I'm using target_snowflake and had some questions ...
# singer-targets
d
I'm using target_snowflake and had some questions around batching. The config documentation here seems to suggest that it's disabled by default, with no default value for
batch_size_rows
and
true
for
clean_up_batch_files
. However, I'm seeing this in the logs still:
Copy code
target-snowflake     | Target sink for 'hist-SecurityReference' is full. Current size is '10000'. Draining... cmd_type=elb consumer=True job_name=default:tap-mssql-analytics-to-target-snowflake:hist-SecurityReference name=target-snowflake producer=False run_id=826fdf57-7c14-4765-8fa9-02207cabd6ef stdio=stderr string_id=target-snowflake
In addition, I'm seeing a bunch of .json.gz files showing up in my directory (see screenshot). That seems contrary to the documentation. If I manually set
batch_size_rows
, I do see that the size is adjusted to the new value. However, even with
clean_up_batch_files
explicitly set to
true
, the files are not getting cleaned up. I'm also a bit concerned about batch messages, which I'm not sure if it's being used here or not. It sounds like it is, though, because it is creating those intermediate .json.gz files on my local filesystem, which I presume are batch files. Why I'm confused, though, is because the bottom of the page notes some known limitations of batch, which says that it doesn't incremental or stream maps. The incremental issue seems to have people commenting that it was already fixed in target-snowflake, so maybe that's why it seems to be working for me? I will need to test in more detail. However, the issue for the stream maps is still open, yet it seems like my stream map to rename a column does seem to work. Was it perhaps fixed specifically in target-snowflake again?

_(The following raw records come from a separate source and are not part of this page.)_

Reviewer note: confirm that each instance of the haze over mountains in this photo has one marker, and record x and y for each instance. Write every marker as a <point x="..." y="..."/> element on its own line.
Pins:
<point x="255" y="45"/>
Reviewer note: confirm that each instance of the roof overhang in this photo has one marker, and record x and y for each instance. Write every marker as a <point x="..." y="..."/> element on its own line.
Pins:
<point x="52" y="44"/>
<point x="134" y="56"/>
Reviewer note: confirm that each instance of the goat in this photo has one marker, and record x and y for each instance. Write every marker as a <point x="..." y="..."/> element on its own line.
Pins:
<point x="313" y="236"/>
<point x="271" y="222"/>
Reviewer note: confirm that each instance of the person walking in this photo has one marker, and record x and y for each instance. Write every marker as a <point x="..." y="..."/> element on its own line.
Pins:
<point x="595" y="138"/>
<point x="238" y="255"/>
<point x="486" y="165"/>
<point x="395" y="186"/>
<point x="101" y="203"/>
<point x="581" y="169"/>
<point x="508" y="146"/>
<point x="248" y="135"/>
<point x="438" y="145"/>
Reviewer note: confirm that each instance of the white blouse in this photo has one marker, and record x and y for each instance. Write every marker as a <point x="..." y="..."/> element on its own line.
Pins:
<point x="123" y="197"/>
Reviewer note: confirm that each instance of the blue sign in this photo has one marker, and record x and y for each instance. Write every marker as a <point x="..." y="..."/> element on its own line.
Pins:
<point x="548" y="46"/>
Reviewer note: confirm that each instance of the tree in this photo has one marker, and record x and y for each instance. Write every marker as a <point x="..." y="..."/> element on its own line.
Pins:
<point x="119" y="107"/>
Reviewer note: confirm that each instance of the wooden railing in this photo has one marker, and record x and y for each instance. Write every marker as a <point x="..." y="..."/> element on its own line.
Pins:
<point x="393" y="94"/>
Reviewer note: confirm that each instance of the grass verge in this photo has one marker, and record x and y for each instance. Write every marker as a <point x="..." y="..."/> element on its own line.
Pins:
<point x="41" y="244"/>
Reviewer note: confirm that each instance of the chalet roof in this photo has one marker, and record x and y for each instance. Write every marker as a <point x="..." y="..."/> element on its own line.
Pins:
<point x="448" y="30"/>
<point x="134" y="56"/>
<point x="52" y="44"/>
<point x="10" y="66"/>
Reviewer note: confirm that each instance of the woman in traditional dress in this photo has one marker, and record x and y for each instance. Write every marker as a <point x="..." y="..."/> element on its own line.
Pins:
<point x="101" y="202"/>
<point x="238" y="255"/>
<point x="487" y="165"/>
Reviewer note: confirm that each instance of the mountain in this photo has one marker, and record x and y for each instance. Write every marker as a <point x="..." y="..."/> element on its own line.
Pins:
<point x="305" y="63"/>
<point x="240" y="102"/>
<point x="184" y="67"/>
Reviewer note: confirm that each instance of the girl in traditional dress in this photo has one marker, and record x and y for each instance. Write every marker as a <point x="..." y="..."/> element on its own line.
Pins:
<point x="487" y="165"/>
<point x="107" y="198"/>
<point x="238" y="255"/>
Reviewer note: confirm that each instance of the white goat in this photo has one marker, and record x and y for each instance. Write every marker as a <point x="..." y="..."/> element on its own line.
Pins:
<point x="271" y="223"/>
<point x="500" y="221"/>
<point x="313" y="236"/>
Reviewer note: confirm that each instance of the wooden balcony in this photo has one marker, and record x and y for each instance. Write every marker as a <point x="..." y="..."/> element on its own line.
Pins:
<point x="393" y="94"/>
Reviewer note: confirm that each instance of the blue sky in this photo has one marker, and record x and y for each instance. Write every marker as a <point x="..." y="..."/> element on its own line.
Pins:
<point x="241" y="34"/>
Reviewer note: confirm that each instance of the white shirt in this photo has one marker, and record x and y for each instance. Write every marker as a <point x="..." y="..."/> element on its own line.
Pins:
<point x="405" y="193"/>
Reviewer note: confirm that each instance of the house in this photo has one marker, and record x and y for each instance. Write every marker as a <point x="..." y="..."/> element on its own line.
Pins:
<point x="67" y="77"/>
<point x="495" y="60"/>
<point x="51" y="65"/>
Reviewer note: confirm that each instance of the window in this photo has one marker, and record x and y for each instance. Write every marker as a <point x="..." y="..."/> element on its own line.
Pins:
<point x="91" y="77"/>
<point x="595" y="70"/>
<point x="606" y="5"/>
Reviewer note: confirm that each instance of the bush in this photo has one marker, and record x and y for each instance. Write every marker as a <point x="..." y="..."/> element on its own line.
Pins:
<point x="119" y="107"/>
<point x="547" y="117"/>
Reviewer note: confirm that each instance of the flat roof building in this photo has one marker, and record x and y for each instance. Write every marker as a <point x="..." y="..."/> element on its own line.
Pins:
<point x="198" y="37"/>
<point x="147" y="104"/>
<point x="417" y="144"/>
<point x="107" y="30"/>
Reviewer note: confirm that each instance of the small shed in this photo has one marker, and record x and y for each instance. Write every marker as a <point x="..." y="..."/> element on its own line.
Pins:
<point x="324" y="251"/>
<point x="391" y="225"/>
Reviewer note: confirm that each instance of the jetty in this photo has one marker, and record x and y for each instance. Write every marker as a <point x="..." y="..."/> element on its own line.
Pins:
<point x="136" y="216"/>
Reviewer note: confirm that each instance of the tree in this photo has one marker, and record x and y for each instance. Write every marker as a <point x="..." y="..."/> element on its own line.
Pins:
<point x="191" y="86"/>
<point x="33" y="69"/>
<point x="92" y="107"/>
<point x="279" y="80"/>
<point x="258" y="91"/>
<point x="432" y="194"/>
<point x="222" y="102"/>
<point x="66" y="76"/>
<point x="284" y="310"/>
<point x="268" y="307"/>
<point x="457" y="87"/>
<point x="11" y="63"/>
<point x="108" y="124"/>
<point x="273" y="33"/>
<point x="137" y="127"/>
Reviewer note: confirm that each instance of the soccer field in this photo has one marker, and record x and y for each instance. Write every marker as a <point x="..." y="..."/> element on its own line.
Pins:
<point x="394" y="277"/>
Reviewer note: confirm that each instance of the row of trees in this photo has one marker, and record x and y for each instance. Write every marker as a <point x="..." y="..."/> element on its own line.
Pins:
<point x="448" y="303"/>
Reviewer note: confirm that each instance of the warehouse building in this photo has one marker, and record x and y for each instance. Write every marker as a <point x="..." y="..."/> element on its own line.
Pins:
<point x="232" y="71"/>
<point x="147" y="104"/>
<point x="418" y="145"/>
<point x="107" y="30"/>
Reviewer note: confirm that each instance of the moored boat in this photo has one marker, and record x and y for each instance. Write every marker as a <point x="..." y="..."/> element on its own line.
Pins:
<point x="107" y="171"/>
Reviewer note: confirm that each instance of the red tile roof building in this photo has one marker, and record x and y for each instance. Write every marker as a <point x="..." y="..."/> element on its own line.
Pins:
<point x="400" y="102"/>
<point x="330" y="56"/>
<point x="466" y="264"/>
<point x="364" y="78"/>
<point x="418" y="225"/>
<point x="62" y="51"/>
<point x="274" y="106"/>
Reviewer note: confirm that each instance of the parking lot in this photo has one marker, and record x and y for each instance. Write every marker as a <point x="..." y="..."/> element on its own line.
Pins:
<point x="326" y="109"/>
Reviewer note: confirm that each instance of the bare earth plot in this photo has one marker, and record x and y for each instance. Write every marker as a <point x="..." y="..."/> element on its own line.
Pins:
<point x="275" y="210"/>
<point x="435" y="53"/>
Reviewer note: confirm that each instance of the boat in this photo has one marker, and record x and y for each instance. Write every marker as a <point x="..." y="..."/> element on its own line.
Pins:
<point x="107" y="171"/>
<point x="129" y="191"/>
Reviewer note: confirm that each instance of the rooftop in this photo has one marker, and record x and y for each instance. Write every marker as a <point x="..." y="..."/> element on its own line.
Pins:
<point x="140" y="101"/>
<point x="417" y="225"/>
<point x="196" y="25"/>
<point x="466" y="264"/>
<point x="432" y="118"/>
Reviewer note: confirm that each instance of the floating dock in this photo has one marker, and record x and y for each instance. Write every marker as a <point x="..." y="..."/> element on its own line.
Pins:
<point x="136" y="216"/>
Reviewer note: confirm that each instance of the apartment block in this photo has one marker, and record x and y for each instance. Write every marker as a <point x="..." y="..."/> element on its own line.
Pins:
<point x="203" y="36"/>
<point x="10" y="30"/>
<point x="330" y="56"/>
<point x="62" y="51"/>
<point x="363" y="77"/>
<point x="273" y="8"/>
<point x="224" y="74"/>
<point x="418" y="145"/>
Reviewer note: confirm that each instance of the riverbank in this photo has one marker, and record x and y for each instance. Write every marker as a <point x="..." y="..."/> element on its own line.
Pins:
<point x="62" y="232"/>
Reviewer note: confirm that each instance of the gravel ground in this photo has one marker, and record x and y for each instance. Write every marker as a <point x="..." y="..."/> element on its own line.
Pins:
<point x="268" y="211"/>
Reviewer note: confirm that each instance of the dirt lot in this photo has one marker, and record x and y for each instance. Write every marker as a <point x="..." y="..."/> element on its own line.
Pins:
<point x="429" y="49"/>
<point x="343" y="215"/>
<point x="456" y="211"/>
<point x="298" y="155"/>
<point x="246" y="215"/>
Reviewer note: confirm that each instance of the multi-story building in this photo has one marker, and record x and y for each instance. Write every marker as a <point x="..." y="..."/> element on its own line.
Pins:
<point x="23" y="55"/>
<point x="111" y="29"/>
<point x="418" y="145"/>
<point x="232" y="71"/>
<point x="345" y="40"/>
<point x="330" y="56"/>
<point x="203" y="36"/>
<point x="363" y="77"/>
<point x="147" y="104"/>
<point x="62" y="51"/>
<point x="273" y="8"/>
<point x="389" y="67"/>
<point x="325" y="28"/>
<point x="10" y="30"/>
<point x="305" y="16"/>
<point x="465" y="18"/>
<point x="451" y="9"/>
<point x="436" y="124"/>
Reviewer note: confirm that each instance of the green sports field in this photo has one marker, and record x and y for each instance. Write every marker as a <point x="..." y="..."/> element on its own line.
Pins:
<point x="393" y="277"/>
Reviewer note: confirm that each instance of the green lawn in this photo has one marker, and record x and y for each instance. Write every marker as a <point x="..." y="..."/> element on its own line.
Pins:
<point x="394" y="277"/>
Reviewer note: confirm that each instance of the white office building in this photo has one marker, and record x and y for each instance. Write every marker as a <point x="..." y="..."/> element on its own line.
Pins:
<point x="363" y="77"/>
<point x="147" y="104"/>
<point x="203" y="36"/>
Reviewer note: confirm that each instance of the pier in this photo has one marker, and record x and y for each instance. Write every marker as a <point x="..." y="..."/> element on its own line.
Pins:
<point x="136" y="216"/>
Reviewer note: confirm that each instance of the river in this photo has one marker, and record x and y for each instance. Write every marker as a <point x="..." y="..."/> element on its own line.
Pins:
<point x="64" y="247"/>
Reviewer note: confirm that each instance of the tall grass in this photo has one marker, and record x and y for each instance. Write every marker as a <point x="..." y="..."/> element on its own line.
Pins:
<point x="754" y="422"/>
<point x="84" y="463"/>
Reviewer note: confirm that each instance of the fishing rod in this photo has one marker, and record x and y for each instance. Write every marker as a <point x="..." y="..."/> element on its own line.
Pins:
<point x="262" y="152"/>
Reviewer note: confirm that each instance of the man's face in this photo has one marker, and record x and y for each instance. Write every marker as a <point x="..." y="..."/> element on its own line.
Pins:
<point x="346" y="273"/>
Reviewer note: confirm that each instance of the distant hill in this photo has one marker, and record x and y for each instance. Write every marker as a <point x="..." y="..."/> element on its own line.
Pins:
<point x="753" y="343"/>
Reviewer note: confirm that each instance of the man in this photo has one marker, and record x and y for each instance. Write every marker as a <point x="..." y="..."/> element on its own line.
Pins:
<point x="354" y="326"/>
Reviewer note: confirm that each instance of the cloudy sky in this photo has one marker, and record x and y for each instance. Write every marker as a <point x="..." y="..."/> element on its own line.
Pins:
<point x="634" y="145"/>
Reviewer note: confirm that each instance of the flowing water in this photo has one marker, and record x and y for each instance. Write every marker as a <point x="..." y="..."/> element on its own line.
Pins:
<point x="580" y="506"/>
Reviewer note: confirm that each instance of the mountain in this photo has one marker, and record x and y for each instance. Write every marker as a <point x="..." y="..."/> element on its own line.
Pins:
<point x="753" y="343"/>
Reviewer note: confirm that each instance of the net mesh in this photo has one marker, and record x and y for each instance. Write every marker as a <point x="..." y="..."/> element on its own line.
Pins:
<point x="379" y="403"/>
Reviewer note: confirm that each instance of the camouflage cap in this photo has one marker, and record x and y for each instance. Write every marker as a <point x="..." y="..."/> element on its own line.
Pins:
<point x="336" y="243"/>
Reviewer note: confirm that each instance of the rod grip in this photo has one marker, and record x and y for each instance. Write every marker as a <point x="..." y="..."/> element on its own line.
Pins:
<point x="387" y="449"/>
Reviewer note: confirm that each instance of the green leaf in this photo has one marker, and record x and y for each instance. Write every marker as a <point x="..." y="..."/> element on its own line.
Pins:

Is there also a max batch size of 10000? I tried setting the size to 50000 and it still ended up creating 5 batch files for 45k records, though the draining log message didn't show anymore.
b
I am not sure about the
clean_up_batch_files
but I have seen others post that they needed to set both
batch_size_rows
and
batch_size
to the same number when using meltanolabs target-snowflake. Here is an example I pulled from a post.
Copy code
batch_size_rows: 1000000
      batch_config:
        batch_size: 1000000
d
So that does address the batch size, but it did uncover something new. By introducing batch_config, it also expects encoding and storage. Out of curiosity, I tried setting the encoding format to parquet, which the batch page says is supported. However, the batch files generated are still in json format. With a specific path set, clean_up_batch_files still isn't working either.
Copy code
config:
        batch_size_rows: 50000
        batch_config:
          encoding:
            format: parquet
          storage:
            root: file://.meltano/batch-staging
          batch_size: 50000
        clean_up_batch_files: true